Mohammed Rassulof stellt mit seiner Tochter Baran Rassulof seinen Film «The Seed of the Sacred Fig» in Cannes vor. (Urheber/Quelle/Verbreiter: Scott A Garfitt/Invision/AP/dpa)

Vor wenigen Tagen ist er heimlich aus seinem Heimatland geflohen, nun wurde er in Cannes bejubelt: Der iranische Regisseur Mohammed Rassulof hat sein neues Werk «The Seed of the Sacred Fig» bei den Filmfestspielen präsentiert.
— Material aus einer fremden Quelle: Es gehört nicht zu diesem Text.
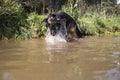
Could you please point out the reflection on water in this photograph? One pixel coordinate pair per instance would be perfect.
(87, 59)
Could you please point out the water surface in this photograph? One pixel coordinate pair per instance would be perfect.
(95, 58)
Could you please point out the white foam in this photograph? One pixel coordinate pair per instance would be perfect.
(55, 39)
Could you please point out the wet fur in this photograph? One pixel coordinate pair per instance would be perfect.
(61, 21)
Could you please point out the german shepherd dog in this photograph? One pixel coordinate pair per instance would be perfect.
(63, 23)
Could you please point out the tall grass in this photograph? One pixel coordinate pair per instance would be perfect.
(96, 24)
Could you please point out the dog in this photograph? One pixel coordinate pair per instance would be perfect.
(63, 23)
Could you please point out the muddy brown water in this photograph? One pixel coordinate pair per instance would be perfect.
(95, 58)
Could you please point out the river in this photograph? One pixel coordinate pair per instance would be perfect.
(92, 58)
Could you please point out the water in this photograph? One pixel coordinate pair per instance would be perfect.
(95, 58)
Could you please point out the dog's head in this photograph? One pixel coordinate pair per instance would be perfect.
(52, 24)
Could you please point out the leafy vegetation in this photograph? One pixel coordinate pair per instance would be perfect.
(21, 19)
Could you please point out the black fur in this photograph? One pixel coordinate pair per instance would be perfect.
(54, 23)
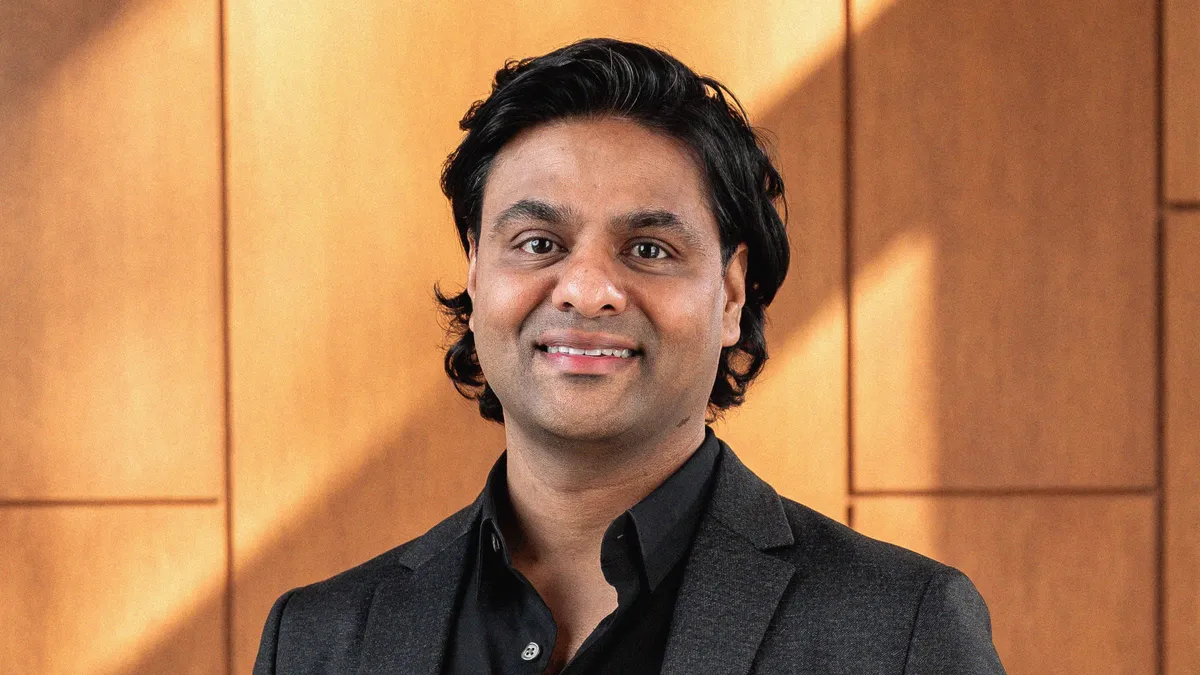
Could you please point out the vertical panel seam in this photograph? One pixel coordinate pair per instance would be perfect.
(1161, 339)
(223, 127)
(847, 245)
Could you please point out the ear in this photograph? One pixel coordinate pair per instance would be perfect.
(472, 256)
(735, 297)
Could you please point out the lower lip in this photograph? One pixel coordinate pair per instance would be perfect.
(581, 364)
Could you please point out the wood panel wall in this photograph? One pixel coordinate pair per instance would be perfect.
(112, 377)
(228, 363)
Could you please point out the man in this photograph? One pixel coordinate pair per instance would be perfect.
(619, 220)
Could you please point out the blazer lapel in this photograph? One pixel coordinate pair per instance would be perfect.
(731, 587)
(408, 628)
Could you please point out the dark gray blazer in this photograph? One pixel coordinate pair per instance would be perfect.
(771, 586)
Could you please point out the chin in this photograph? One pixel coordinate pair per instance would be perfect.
(582, 426)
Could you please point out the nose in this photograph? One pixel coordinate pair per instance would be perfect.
(588, 284)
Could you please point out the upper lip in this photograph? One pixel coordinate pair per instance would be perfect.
(581, 340)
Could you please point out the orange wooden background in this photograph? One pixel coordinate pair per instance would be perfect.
(220, 366)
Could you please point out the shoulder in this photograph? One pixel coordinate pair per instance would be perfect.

Der Film erzählt von den Auswirkungen der politischen Proteste im Iran auf eine Familie. Bei Rassulofs Ankunft im Kinosaal und nach dem Film wurden der Regisseur und das restliche Filmteam am Freitagabend minutenlang bei stehenden Ovationen bejubelt.

Nicht alle Beteiligten konnten zur Premiere kommen

Der Filmemacher war in Begleitung seiner Tochter Baran. Er hielt auf dem roten Teppich und auch im Kinosaal immer wieder zwei Fotos hoch: Darauf abgebildet waren die Schauspielerin Soheila Golestani und der Schauspieler Missagh Sareh, die wichtige Rollen im Film spielen, aber nicht zur Premiere reisen konnten.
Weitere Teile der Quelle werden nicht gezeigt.